After today's class I realize that I might need more feedback from others to complete my short paper and to tweak my project. Since I am actually creating a tool, I want to know what you guys see as problems with image editing programs. Are the options in them too varied? Does the machine ultimately have too much control of your image? Are you an author or a co-author?
I have a problem with how image editing programs work. Most of them seem to revolve around editing photos, not creating new works of art. While, I use Photoshop to present and "clean up" finished drawings, I rarely use it as a tool for creating compositions. Does anyone else have this problem? It does not really serve me as an artist. It seems like you have to adapt to them, rather than they suit your needs. I am creating a program/software/application that can organize and reconfigure my own artwork, sort of like a new collage tool. Simplicity is key for me. I want to create new work from my own sketches.
I want it to be more intuitive and easy to use, Perhaps one day another artist would want to work this way with their own artwork. Or, I could easily collaborate with other artists by combining my artwork with theirs. What would you like to be able to do?
4 comments:
Hi,
I use photoshop a lot to edit images but I also use it for creating new images. Photoshop has plenty of filters and other tools to allow you to create new images. what do you mean when you say "creating new images from art work"? Are you talking about making a tool that would automatically create new images from existing ones?
Yes. It generates the images automatically.
PS is as you yourself say, an image editing program, or rather and image processing tool. As such you would want as many options as needed to effect those operations, why would you limit them?.
You can definitely create something from scratch with it as well. How much control depends solely on your knowledge of the tool and discipline, because as most digital tools, the power is so great that just pressing a filter button will do something "cool" but not necessarily what you envision, which has given rise to a "design by accident overload".
If you want something more akin to pen (or paint) and paper then use something like Corel Painter 11, formerly known as simply Paint. This tool very accurately simulates and replicates the look and feel of all analog paint and draw mediums and their substrate as well (paper, canvas, etc) including dryness and wetness in the case of watercolor for example.
Illustrator, in contrast to PS is a design tool so you get what you put in.
As with any tool (even a quill pen you carve yourself!) you must adapt to it if you are going to make full use of it.
Your wish for a more intuitive and easy to use tool is understandable and a whole field of interaction design. I think the problem has been that as humans it is hard for us to adapt to entirely new things and therefore we resort to metaphors (think 3D, stage, camera, lights etc.) to make sense of them. And as new generations come along that can actually create their own tools it becomes even more difficult for "non-natives to the medium", in this case CODE, to understand what is in effect simply a different language.
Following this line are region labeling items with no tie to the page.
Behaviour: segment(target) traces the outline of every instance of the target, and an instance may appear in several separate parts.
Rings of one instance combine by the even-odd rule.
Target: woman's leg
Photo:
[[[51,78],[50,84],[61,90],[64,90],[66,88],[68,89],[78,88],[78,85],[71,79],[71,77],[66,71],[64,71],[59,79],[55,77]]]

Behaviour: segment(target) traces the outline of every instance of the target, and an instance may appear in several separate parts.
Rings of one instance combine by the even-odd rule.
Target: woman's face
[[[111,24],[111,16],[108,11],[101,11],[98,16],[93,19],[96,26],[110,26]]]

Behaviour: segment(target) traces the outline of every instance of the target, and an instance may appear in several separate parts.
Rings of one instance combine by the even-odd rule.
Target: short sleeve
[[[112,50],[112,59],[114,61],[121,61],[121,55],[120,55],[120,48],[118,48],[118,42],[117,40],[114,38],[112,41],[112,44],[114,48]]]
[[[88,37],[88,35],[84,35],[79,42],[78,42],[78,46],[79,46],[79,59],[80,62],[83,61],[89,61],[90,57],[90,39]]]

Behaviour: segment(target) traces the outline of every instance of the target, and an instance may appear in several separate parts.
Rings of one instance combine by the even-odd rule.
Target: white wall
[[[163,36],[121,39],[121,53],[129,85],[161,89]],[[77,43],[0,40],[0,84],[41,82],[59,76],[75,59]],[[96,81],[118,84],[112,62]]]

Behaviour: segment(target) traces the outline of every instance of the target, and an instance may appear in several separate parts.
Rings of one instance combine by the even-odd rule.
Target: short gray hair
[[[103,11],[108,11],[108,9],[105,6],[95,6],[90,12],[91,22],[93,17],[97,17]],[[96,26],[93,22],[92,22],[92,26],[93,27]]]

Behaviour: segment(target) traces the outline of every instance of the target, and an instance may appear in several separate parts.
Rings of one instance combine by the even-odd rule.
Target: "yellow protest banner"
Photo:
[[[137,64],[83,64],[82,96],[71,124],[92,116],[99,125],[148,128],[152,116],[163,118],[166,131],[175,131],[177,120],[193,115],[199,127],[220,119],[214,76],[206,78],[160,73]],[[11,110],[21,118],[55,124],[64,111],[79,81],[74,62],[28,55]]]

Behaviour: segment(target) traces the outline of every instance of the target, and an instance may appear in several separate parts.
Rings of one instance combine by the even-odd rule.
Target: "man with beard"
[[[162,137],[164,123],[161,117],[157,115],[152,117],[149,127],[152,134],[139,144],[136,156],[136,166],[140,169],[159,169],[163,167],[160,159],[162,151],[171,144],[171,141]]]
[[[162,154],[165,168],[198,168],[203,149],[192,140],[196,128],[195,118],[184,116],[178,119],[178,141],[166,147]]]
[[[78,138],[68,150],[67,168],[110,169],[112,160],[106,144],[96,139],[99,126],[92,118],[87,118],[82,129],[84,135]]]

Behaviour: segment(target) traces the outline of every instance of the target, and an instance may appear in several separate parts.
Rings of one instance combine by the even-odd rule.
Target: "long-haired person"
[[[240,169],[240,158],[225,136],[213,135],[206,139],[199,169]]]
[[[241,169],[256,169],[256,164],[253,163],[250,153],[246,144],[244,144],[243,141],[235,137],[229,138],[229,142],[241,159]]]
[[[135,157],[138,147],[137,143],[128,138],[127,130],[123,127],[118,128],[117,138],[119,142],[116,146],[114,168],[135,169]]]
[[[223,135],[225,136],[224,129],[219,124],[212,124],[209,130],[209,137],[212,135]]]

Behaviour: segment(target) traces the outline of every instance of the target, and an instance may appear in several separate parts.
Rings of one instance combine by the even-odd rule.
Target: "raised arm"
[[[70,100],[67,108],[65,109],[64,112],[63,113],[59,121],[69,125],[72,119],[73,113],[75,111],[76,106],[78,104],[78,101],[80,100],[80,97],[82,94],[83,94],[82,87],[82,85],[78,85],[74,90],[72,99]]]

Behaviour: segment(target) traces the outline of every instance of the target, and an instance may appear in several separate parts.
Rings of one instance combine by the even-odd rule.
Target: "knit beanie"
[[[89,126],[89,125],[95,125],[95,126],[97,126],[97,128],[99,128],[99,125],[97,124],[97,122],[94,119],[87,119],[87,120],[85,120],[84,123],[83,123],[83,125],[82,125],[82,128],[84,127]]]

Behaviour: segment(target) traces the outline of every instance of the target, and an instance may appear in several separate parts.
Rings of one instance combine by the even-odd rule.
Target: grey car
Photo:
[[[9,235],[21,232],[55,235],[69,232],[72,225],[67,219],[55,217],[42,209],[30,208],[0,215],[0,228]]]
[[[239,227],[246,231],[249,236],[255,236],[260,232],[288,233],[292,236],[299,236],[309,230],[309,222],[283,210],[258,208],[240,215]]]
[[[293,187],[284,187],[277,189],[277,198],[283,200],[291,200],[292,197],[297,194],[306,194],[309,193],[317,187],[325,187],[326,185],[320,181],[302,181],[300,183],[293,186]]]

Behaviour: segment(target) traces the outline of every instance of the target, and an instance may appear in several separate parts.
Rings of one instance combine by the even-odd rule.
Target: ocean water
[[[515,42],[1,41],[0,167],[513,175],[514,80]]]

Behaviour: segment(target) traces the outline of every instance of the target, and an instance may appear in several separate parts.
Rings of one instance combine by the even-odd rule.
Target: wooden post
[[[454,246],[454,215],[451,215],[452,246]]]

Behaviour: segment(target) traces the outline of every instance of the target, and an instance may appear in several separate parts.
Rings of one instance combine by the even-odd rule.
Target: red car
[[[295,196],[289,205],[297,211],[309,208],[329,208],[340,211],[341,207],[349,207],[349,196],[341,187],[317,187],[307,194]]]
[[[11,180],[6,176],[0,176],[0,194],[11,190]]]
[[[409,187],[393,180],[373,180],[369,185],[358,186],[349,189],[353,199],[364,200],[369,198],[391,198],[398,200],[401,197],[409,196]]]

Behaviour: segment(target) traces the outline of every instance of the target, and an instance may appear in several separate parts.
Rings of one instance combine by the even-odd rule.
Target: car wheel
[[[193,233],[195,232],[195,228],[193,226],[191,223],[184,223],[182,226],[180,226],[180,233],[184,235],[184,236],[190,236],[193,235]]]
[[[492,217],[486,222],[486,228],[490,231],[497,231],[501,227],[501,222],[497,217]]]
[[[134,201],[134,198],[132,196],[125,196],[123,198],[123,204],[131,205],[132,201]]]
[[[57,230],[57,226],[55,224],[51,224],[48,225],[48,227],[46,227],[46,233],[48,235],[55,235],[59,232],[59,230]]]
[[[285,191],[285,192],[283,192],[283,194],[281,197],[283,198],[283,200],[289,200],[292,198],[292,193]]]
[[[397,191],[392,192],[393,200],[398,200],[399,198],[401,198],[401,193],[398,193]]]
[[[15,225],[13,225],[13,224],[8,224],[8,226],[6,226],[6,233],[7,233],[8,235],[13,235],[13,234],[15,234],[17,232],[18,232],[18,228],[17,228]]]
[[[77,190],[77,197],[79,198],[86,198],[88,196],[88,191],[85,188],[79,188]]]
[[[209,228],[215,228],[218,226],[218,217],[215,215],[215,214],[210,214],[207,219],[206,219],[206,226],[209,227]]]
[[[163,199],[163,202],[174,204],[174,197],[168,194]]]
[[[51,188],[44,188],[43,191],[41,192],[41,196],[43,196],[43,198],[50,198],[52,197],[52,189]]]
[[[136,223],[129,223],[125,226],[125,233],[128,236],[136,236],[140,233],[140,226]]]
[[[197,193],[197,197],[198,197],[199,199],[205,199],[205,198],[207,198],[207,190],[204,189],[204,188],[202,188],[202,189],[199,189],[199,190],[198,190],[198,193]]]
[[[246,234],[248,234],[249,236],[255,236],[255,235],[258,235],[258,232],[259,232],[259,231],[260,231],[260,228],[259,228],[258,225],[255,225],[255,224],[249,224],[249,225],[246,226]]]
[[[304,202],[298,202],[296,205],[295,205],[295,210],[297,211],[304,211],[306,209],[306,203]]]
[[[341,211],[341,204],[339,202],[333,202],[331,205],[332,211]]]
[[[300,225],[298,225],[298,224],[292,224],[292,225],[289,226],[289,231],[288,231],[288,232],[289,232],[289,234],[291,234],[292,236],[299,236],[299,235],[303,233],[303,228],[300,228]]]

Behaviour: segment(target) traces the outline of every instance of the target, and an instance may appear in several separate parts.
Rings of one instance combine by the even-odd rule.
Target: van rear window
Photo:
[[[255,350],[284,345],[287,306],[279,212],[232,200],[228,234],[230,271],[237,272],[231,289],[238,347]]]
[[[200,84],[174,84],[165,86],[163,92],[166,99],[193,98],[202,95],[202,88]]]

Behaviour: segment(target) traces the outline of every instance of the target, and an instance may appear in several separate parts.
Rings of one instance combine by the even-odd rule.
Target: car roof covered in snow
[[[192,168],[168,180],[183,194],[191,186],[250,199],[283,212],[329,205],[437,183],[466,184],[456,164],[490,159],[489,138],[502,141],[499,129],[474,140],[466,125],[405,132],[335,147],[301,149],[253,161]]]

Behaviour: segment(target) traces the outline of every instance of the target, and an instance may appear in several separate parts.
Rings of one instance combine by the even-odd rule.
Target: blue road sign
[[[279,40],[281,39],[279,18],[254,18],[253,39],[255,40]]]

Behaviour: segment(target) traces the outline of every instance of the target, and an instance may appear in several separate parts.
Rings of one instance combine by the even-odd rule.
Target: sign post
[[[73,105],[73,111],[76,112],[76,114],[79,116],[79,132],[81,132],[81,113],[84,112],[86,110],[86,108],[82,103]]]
In some of these cases (code generated "art") it is clear to me that the boundaries are very blurred or we are simply stuck in the old unresolved argument of craft/design vs. art, since one could argue that the code itself is the art, as is the case in literature for example.
"the power is so great that just pressing a filter button will do something "cool" but not necessarily what you envision, which has given rise to a "design by accident overload". "
That is exactly my point. By using Photoshop filters, you aren't creating an art you understand and own. You are using the computer to throw on some effects. Whether is looks pretty or not is beside the point.
But I think my questions remain unanswered - what do artists need in a program?
Also, I'm not asking WHICH programs to use - I have used most of them. I am asking what an artist can envision in a NEW program.